The prospect of allowing openly gay scouts is being attacked by the same conservative organizations that have long led the fight against lifting the BSA's equivalent of the military's "don't ask, don't tell" policy, including the Family Research Council and churches like the Southern Baptists. They and their conservative allies will continue to press local scouting councils, many sponsored by churches, to reject this compromise. These groups maintain that being gay is a moral failure and therefore disqualifies a gay scout from membership in the BSA. They will support the outright exclusion of openly gay adult leaders for the same reason, and because they believe that all gays are in fact sexual predators who cannot control their supposed sexual attraction to young men.

At the same time, those fighting for equality contend that this halfway measure does not go far enough. They point out that under this compromise, an openly gay child could be a boy scout, but once he became an 18-year-old Eagle Scout, he would be disqualified from ever being a scout leader. It is logically inconsistent that a gay boy is acceptable for membership but a gay man is not. This discrimination would send a clear message not only to scouts but to all young people that gay men are at best immoral, and at worst pedophiles who cannot be trusted as scout leaders.

Recent returns from a survey sent to about 1 million members of the scouting community revealed that 61 percent of the 200,000 respondents support the present exclusionary policy (compared with 34 percent opposed). The same survey showed that a majority of scouts, adult leaders and parents do not believe that a scout should be denied the Eagle Scout award merely because of his sexual orientation.
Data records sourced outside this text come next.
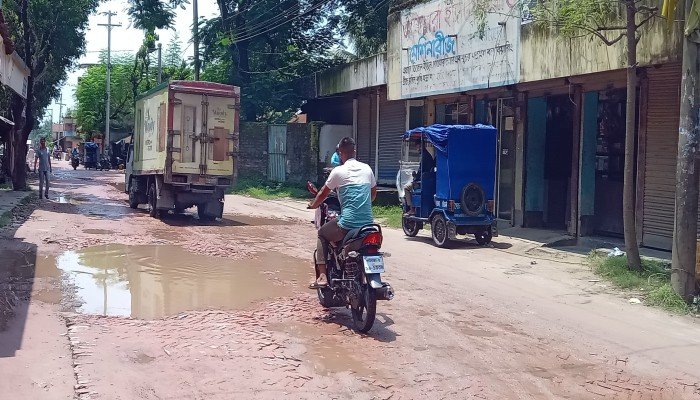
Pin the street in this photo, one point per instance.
(113, 304)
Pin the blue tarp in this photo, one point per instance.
(439, 135)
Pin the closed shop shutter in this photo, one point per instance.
(661, 149)
(392, 123)
(364, 127)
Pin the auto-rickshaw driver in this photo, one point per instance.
(415, 183)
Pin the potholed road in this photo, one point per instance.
(112, 304)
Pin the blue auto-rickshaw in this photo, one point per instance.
(92, 151)
(452, 169)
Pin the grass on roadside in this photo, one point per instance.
(654, 281)
(266, 190)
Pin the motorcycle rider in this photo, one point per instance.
(357, 189)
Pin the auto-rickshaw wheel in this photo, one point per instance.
(484, 238)
(439, 231)
(410, 227)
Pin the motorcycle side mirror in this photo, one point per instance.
(311, 188)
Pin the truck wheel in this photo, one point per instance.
(484, 237)
(410, 227)
(133, 197)
(439, 231)
(152, 200)
(204, 216)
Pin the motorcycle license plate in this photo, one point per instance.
(374, 264)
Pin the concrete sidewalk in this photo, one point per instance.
(9, 199)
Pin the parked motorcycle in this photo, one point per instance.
(354, 267)
(104, 164)
(74, 162)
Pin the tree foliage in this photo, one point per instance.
(49, 36)
(265, 46)
(91, 96)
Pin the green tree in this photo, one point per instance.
(49, 37)
(91, 96)
(173, 52)
(609, 21)
(266, 46)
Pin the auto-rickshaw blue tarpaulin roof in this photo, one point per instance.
(439, 135)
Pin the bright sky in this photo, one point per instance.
(126, 38)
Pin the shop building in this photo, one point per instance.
(558, 104)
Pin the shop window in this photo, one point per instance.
(452, 114)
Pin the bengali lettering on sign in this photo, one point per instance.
(442, 52)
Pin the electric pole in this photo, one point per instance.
(109, 26)
(60, 118)
(685, 238)
(160, 63)
(195, 38)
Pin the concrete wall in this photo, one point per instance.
(356, 75)
(302, 152)
(253, 157)
(589, 54)
(329, 138)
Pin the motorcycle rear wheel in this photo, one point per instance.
(363, 316)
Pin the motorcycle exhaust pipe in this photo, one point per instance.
(385, 292)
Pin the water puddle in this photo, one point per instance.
(98, 231)
(68, 199)
(148, 282)
(247, 220)
(326, 354)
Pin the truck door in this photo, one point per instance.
(221, 139)
(187, 132)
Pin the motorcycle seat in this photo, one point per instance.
(360, 232)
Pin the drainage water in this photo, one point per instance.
(148, 282)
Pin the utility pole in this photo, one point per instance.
(160, 63)
(683, 272)
(60, 119)
(195, 38)
(109, 26)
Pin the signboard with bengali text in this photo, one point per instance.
(443, 51)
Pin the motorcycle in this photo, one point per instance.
(354, 267)
(74, 162)
(104, 164)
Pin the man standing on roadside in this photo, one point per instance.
(42, 156)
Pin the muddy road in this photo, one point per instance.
(100, 301)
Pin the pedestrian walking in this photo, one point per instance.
(44, 159)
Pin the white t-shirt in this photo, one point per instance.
(354, 181)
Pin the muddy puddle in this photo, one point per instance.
(98, 231)
(247, 220)
(148, 282)
(68, 199)
(324, 351)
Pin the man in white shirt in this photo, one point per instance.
(357, 188)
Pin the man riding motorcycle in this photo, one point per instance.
(357, 188)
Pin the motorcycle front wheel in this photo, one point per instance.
(363, 315)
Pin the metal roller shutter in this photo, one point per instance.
(392, 123)
(661, 148)
(364, 127)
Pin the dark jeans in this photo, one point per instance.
(330, 232)
(44, 181)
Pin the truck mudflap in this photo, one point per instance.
(213, 208)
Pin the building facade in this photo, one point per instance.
(558, 104)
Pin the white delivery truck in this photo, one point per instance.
(184, 148)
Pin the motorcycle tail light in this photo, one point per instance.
(373, 239)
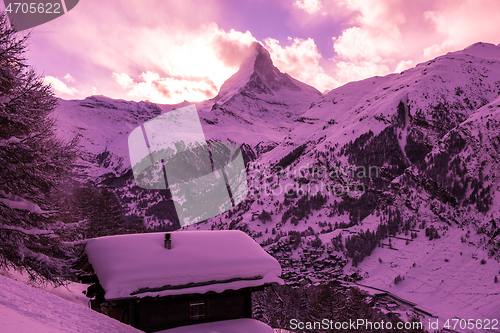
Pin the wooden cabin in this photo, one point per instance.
(157, 281)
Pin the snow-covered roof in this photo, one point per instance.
(139, 265)
(244, 325)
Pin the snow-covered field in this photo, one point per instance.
(24, 309)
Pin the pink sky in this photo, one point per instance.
(167, 51)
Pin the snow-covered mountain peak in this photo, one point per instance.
(258, 77)
(482, 50)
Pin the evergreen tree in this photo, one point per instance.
(32, 165)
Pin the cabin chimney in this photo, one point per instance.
(168, 241)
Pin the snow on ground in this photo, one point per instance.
(127, 263)
(25, 309)
(73, 291)
(444, 276)
(228, 326)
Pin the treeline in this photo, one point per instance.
(278, 305)
(360, 246)
(98, 212)
(303, 207)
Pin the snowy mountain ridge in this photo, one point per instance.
(430, 133)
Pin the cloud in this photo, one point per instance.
(463, 24)
(151, 86)
(60, 87)
(301, 60)
(176, 41)
(310, 6)
(69, 78)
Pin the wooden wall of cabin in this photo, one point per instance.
(154, 314)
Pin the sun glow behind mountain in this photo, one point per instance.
(170, 51)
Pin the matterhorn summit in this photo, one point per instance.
(258, 78)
Most significantly, a majority of younger parents and teenage scouts oppose the present "don't ask, don't tell" policy because it does not represent the core values of scouting.

In the summary of this survey, the major argument made by opponents of openly gay scouts and adult leaders is debunked: "The nearly universal opinion among sexual abuse authorities is that same-sex sexual interest or same-sex sexual experience, either in adults or youth, is NOT a risk factor for sexually abusing children."

During the week of May 20, this resolution will be put to a vote among the 1,400 members of the BSA's national council. There is no guarantee that they will approve this compromise. Given the results of the survey and the dissatisfaction with this compromise expressed by both the proponents and the opponents of equality, it would seem logical that the resolution will fail. And if it does, who will suffer the consequences of this continued discrimination?

Financial support by major corporations and government entities will continue to dwindle. Pressure to revoke both state and federal tax exemption will increase. The trend of public entities withdrawing preferential treatment for the BSA in use of government-owned property might accelerate. With support for the ban decreasing among parents from 57 percent three years ago to 48 percent today, declining membership will likely remain unabated as the generational differences become more pronounced.

While the organizational impact of the continuation of this outdated policy is troubling enough, it is the consequences to individual scouts that are most concerning. Many of us who are Eagle Scouts understand how important the values we learned in the Boy Scouts were in our development as productive and successful citizens. We want all boys to have this same opportunity. We challenge the national council to answer this simple question: Does discrimination in any form have a place in the 21st-century Boy Scouts of America?